How to train multi-branch output network?

MinsooKim · September 4, 2020, 3:16pm

Hello, everyone!

I am working to build multi-branch network.
Here is what I am working on.

Each data sample in the batch has its own class, so each sample goes into a decoder of the same class as itself.
How to train this kind of network?

Here is a training step in my current code.

params = list(Encoder.parameters()) + list(Decoder1.parameters()) \
                    + list(Decoder2.parameters()) + list(Decoder3.parameters())
optim = torch.optim.Adadelta(params, learning_rate)

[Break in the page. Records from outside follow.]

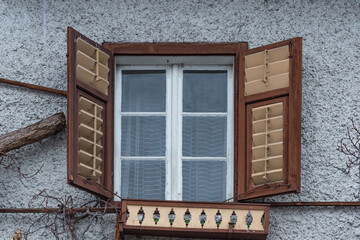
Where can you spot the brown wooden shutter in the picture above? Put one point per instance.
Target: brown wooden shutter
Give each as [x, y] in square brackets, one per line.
[90, 115]
[272, 96]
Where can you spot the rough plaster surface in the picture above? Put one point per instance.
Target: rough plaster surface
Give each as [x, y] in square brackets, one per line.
[331, 51]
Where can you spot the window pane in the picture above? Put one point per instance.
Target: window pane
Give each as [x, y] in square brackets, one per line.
[143, 91]
[204, 136]
[205, 91]
[204, 180]
[143, 179]
[143, 136]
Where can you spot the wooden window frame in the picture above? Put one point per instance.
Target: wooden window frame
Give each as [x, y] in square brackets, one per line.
[242, 189]
[196, 49]
[174, 158]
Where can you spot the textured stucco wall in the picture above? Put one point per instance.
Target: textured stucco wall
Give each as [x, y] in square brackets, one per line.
[331, 50]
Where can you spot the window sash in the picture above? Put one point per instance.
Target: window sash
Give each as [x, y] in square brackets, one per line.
[174, 116]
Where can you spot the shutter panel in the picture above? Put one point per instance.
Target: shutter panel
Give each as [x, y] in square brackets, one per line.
[90, 115]
[272, 98]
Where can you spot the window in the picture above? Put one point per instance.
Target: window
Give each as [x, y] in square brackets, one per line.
[263, 119]
[174, 128]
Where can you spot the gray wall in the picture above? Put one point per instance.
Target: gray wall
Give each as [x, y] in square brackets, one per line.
[331, 50]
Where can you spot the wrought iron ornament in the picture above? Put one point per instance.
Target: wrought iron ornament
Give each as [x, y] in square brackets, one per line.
[218, 218]
[248, 219]
[202, 218]
[233, 218]
[171, 217]
[156, 215]
[141, 215]
[187, 217]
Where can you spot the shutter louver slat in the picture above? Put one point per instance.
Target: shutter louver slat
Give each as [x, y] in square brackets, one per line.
[267, 145]
[92, 66]
[267, 70]
[89, 142]
[90, 115]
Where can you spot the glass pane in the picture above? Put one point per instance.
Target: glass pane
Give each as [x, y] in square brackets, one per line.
[143, 179]
[143, 136]
[204, 136]
[205, 91]
[143, 91]
[204, 180]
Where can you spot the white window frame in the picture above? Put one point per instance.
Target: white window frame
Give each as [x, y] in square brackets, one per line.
[174, 67]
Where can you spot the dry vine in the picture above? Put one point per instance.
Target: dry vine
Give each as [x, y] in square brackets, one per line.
[61, 223]
[350, 147]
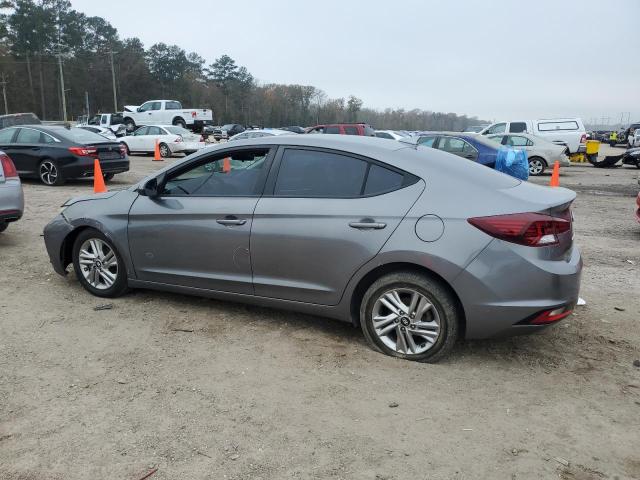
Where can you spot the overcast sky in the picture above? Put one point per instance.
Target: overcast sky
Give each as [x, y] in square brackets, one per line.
[497, 59]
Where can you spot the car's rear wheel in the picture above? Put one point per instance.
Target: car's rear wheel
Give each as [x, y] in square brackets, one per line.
[410, 316]
[98, 265]
[50, 173]
[165, 151]
[536, 166]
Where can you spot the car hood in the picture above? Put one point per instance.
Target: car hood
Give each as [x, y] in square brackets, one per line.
[95, 196]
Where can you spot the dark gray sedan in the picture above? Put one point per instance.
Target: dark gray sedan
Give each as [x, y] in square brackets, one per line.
[418, 247]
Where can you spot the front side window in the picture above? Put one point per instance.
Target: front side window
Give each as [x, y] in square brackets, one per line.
[518, 141]
[27, 135]
[497, 128]
[310, 173]
[517, 127]
[233, 174]
[6, 135]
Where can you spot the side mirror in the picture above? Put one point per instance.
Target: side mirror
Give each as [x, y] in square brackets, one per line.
[151, 189]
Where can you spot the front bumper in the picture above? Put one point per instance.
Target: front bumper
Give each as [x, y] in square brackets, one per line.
[55, 235]
[503, 287]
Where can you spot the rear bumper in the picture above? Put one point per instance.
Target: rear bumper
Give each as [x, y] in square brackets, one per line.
[55, 233]
[85, 168]
[501, 289]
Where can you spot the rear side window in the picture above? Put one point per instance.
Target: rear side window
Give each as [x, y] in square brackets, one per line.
[517, 127]
[382, 180]
[309, 173]
[6, 135]
[26, 135]
[553, 126]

encoder_output = Encoder(input)
optim.zero_grad()
loss_1, loss_2, loss_3 = 0, 0, 0
# split batch
if encoder_output[1_batch_ind].shape[0] != 0:
     output1 = Decoder1(encoder_output[1_batch_ind])
     loss_1 = loss_fn(output1, ground_truth[1_batch_ind])
                
if encoder_output[2_batch_ind].shape[0] != 0:
     output2 = Decoder2(encoder_output[2_batch_ind])
     loss_2 = loss_fn(output2, ground_truth[2_batch_ind])
                
if encoder_output[3_batch_ind].shape[0] != 0:
     output3 = Decoder3(encoder_output[3_batch_ind])
     loss_3 = loss_fn(output3, ground_truth[3_batch_ind])
loss = loss_1 + loss_2 + loss_3
loss.backward()
optim.step()

What I have expected is each loss_# is backpropagated through each Decoder#, only and Encoder is trained by a total sum of loss, which means the backpropagation happens like
loss_# → Decoder#,
total_loss → Encoder.

Does the code above run as I have expected??

ptrblck · September 7, 2020, 8:27am

Yes, that should work as expected.
To verify it, you could zero out some losses and check the gradients in each module separately.